In this lesson we'll look at the process of creating an R package. It's a lot
easier than you might think!
Here is a quick overview of what we'll cover:
* Why build R packages?
* What do you need?
* Basic setup process
* Documentation
* Testing
* Sharing & collaboration
* Other Topics (not covered)
* Review
* Learn More
## Why build R packages?
There are a number of reasons why you should want to know how to build an R
package:
* To share code with others (or even just with yourself)
* To leverage existing tooling for consistency & efficiency
* Learning about package development has spin-off benefits for everyone
### Sharing code
Bundling code into a package makes it easy for other people to use it, since
it's likely that they already know how to install and learn to use an R
package.
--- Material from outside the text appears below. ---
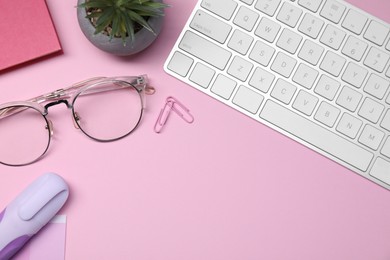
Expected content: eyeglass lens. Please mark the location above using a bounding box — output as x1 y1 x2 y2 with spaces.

Even if you just want to share code across multiple projects of your
own, an R package is often the best way to do this.
### Leveraging tooling
The standardized conventions of R packages have lead to standardized tooling,
particularly in the key areas of documentation and testing. So by buying into
R's package conventions when bundling up code, you get the benefits of these
tools.
### Package learnings benefit everyone
The learning process involved in creating your own R packages will improve
your understanding of existing R packages and also of R itself, and will equip
you to contribute back to the community with feature additions, improved
documentation, bug fixes etc for these packages. In short, learning unlocks
opportunities for further learning.
## What do you need?
The [RStudio IDE](https://www.rstudio.com/products/rstudio/#Desktop) is highly
useful for package development due to its integration with `devtools` but is not
required.
You'll need the following R packages:
* [devtools](https://github.com/hadley/devtools)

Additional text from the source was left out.